Shade and moisture in the form of high humidity and rain help shiitake grow.  They also prefer cooler weather so  we look forward to having more soon.  They were delicious and we're eager for more!

Sunday, August 18, 2013


When I opened the nest boxes to gather eggs at Henabago 3 this afternoon I found a surprise awaiting me.

In the far left box, a shiny black . . .
. . .rat snake was coiled.

I got Charlie's snake catcher and he met me at the henabago.  The snake escaped as Charlie was walking with it to the "donkey" cart and it headed straight back to the chickens and their eggs.  
Charlie caught it again and we set off to a distant part of the farm with the snake along for the ride.  As you might notice, rat snakes are constrictors and this one was wrapping itself around the pole in an effort to get away.

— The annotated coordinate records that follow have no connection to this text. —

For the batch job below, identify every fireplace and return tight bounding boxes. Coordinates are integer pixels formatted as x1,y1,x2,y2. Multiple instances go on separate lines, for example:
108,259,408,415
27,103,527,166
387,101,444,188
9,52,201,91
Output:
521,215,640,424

We hadn't gone far when the snake's efforts to free itself worked & it dropped to the ground, trying to pretend it was dead so we'd ignore it.  The chickens were not only unperturbed by the snake in their midst, but they all ran down to stand at the edge of their fenced pasture to watch Charlie capture it. Who knew we were a spectator sport for chickens!
Here we go!  Charlie has got the snake in a tighter grip.  It seems to be getting tired.
This time the snake dangled at the end of the pole where it was held firmly in a rope noose.  Charlie commented on how heavy it was as he held it out of the cart and up in the air so it wouldn't scrape on the ground and be injured.  

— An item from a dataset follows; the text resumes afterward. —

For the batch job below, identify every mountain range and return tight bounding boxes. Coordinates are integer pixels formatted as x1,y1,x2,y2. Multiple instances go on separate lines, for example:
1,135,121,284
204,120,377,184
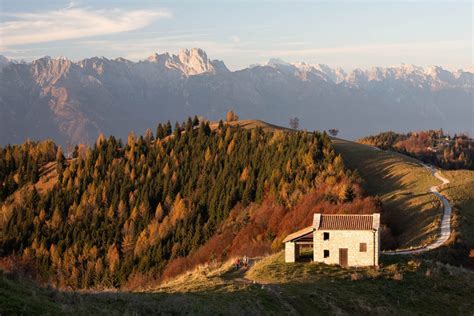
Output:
0,48,474,145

Finally we reached our destination and the snake was released.  It slowly glided into some nearby underbrush.  
 Rat snakes are beneficial critters on a farm as they consume a lot of small rodents.  Unfortunately, they also have a taste for eggs and baby chicks so we do try to keep them out of the chickens' spaces.  This one was between 5 and 6 feet long.  They can grow to 8 feet in length. This is the second time in the past 10 days we've found a snake dining on eggs.  The farm has plenty of mice for them to eat and it would be helpful if they do so!.

Thursday, August 1, 2013


We've dug all six varieties of potatoes we planted this spring.  They are delicious!
Laurie planned her visit at just the right time to help us get the potatoes sorted and ready for storage.

Potatoes on "screen" shelves (for air circulation) Charlie built in the root cellar.  We have King Harry, German Butterball, Cranberry Red, Dark Red Norland, and All Blue in this picture. These potatoes were grown from organic seed potatoes purchased from Wood Prairie Farm in Maine.  Another variety called Swedish Fingerling and also grown from organic seed potatoes, is on a set of shelves not visible in the picture and acquired from a different supplier.

We have three varieties planted for fall harvest and winter storage.